La Chimera is the story of Arthur (Josh O’Connor), a man recently released from jail. Arthur is a gifted archaeologist who uses his special abilities to uncover Etruscan artifacts, although he does this illegally with his group of friends. Together, they are known as “Il Tombaroli,” or Tomb Robbers. Arthur has an ulterior motive for his criminal behavior: he is searching for his lost love, Beniamina (Yle Vianello).
Living in a small shack under the care of Flora (Isabella Rossellini), Arthur meets Italia (Carol Duarte). Italia is Flora’s singing student, though she is treated more like a maid by Flora and her daughters. She has her own secrets, just like Arthur, and the two become friends. When Italia discovers what Arthur and his friends do to make money, she is disappointed that they disturb the tombs and souls of the dead. Italia is kicked out of Flora’s home when her two children are found living in the old house. Arthur starts a brief relationship with Italia, but his journey to rediscover his lost love still obsesses him.
La Chimera, filmed in Italy, is really a story of a magician searching for an entrance into the underworld. While La Chimera’s plot is simple, the subtext becomes literal by the end of the film and through Alice Rohrwacher’s camera and direction. Blended are memories and dreams, seeping through the cracks of Arthur’s reality. Ghosts of the living and dead haunt Arthur along with the tombs he excavates. Songs become prophecies. La Chimera is a fairy tale brought into the real world – reminding us that art is the magic that gives life meaning.
Rohrwacher’s camera and the images she crafts for the screen reveal her purpose. Shot beautifully with a soft focus on Arthur’s face and the artifacts he unearths, the camera lingers in the in-between spaces, not telling us what is going on so much as revealing the amazement at Arthur’s dowsing rod magic. We are flipped upside down when his magic finds treasure – old art and talismans buried with the dead. But it’s not all that he’s searching for. Arthur and Flora, Beniamina’s mother, are searching for her: but how can you find someone who is dead?

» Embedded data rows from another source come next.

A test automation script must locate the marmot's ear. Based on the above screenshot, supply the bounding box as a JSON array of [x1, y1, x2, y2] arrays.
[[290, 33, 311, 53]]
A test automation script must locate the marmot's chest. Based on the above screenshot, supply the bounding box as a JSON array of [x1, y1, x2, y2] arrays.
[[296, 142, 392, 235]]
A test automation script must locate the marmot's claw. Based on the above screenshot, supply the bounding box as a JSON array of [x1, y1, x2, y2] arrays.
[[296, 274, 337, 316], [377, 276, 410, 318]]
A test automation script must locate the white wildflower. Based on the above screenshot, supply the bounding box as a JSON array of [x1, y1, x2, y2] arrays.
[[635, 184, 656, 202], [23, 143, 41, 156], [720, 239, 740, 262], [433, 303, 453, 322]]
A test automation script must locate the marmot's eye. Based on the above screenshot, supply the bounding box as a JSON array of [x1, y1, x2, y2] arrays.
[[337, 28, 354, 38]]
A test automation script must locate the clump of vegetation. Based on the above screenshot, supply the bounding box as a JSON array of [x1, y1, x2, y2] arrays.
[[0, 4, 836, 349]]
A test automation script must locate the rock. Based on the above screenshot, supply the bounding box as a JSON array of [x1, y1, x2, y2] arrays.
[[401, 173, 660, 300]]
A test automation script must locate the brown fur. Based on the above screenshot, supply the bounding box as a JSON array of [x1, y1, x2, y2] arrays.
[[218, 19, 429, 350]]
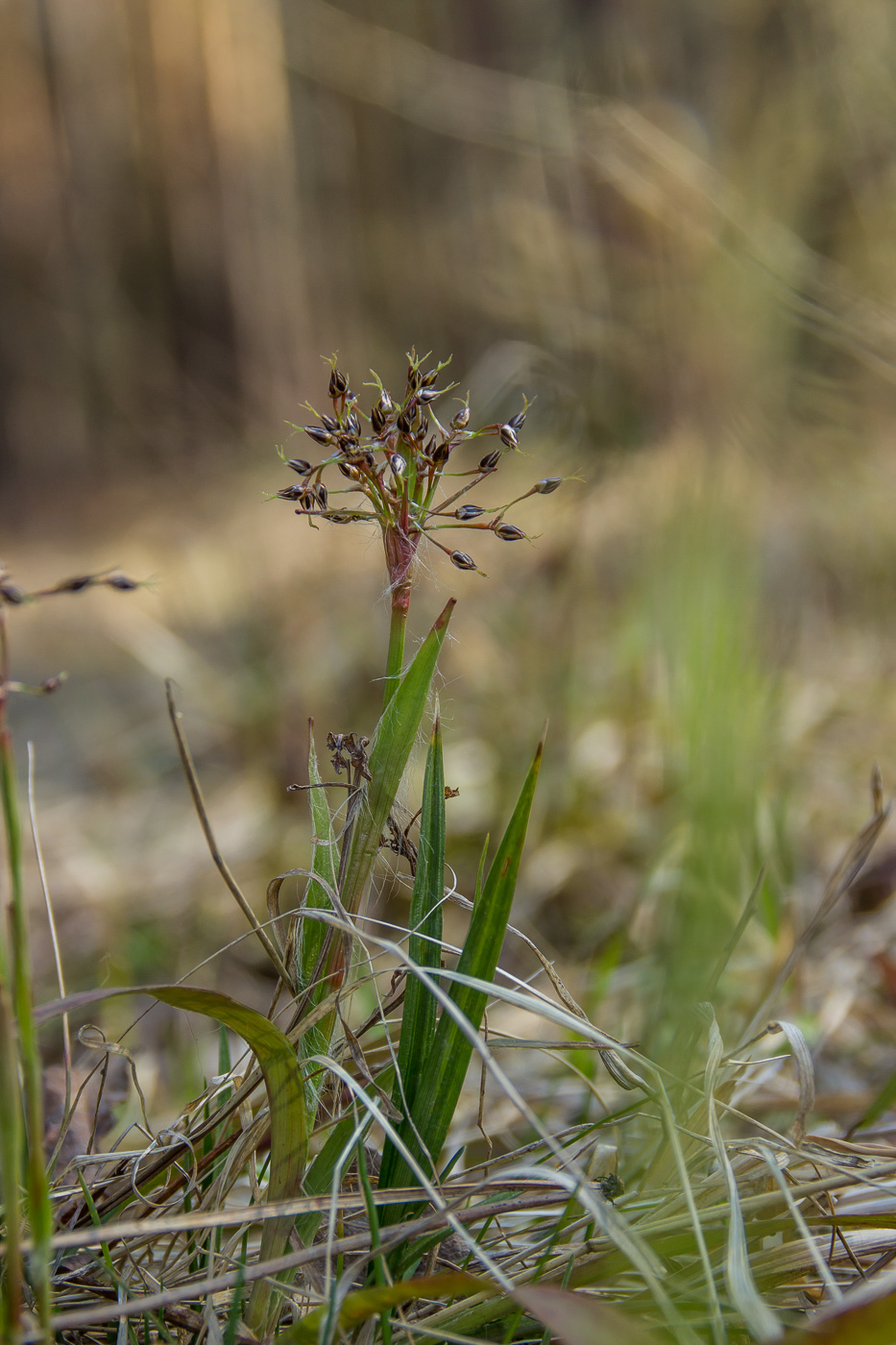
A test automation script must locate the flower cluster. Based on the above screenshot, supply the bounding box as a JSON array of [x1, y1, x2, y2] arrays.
[[278, 351, 561, 606]]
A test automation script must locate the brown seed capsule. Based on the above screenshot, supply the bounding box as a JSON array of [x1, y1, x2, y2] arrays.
[[305, 425, 332, 448], [0, 579, 26, 606], [496, 524, 526, 542], [450, 551, 476, 571]]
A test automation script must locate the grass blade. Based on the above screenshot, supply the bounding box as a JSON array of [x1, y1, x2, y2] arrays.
[[35, 986, 306, 1335], [380, 740, 544, 1224], [339, 599, 455, 915]]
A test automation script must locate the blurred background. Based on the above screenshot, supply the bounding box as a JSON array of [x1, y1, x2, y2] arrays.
[[0, 0, 896, 1117]]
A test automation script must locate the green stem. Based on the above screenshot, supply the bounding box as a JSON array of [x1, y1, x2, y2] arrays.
[[0, 624, 53, 1339]]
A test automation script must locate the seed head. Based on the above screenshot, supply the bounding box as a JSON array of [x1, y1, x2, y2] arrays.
[[450, 551, 476, 571], [496, 524, 526, 542]]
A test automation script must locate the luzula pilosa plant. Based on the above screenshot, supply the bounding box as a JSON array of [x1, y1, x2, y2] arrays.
[[278, 350, 563, 700]]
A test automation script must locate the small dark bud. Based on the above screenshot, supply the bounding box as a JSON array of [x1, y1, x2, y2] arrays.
[[304, 425, 332, 448], [450, 551, 476, 571], [496, 524, 526, 542], [0, 579, 26, 606]]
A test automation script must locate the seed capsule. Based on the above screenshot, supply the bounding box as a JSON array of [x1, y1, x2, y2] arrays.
[[450, 551, 476, 571], [0, 579, 26, 606], [305, 425, 332, 448]]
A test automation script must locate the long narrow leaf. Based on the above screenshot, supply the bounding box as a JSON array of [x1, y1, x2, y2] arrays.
[[379, 707, 446, 1157], [379, 740, 544, 1224], [339, 598, 455, 915], [35, 986, 306, 1334]]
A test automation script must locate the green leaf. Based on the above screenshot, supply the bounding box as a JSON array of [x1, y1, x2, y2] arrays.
[[514, 1284, 659, 1345], [339, 598, 455, 915], [379, 740, 544, 1224], [278, 1271, 481, 1345], [35, 986, 308, 1335], [380, 706, 446, 1124]]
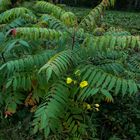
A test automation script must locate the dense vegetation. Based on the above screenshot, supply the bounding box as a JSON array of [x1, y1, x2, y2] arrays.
[[0, 0, 140, 140]]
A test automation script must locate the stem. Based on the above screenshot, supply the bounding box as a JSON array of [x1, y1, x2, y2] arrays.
[[1, 53, 6, 62], [72, 29, 76, 50]]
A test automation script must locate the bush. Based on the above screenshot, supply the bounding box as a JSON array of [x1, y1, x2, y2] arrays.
[[0, 0, 140, 140]]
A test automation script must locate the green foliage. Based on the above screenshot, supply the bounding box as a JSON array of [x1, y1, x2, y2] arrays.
[[0, 0, 140, 140]]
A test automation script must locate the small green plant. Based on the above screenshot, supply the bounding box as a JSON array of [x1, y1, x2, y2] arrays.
[[0, 0, 140, 140]]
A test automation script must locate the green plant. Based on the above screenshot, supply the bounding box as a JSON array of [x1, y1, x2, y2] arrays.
[[0, 0, 140, 140]]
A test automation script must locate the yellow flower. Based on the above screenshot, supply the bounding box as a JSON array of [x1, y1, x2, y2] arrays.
[[80, 81, 88, 88], [87, 104, 92, 110], [95, 108, 100, 112], [67, 77, 73, 84], [95, 104, 100, 107]]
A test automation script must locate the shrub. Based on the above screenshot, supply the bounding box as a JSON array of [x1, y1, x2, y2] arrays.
[[0, 0, 140, 140]]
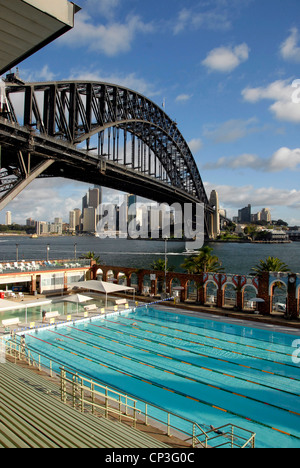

Arthur’s answer to this reaches back across time and myth to stories like Orpheus and Eurydice. He is searching for the red string connecting them through life and death, through this world and the endless possibilities of the next. His “job” and the artifacts are just one way of looking for the impossible. The act of excavating becomes a material ritual for Arthur and his quest for Beniamina but is also a way for Rohrwacher and her audiences to understand the excavation of a person and a story. With each tomb dug out of the ground and each treasure unearthed we learn more about the people from a time and place no longer existing. While the era is over, humanity and the core human condition have endured. Humans will continue searching through the past for the things we’ve lost.
I love La Chimera a lot. It’s rare to find a film that feels (and arguably, is) a ritual or spell of cinematic magic. Watching La Chimera in theaters felt like I had become part of a magic ritual, going back in time to an era of 70s cinema where men wore dirty linen suits. I believed in Arthur’s journey so much that the ending (No spoilers!!! Just go see it!) has played inside my head on a loop for days. Alice Rohrwacher’s films all engage with elements of magical realism, of a world that looks and sounds like ours but treats magic as something natural. Coupled with some of the most breathtaking sets and locations I’ve seen in a recent film, La Chimera is an immediate must-see.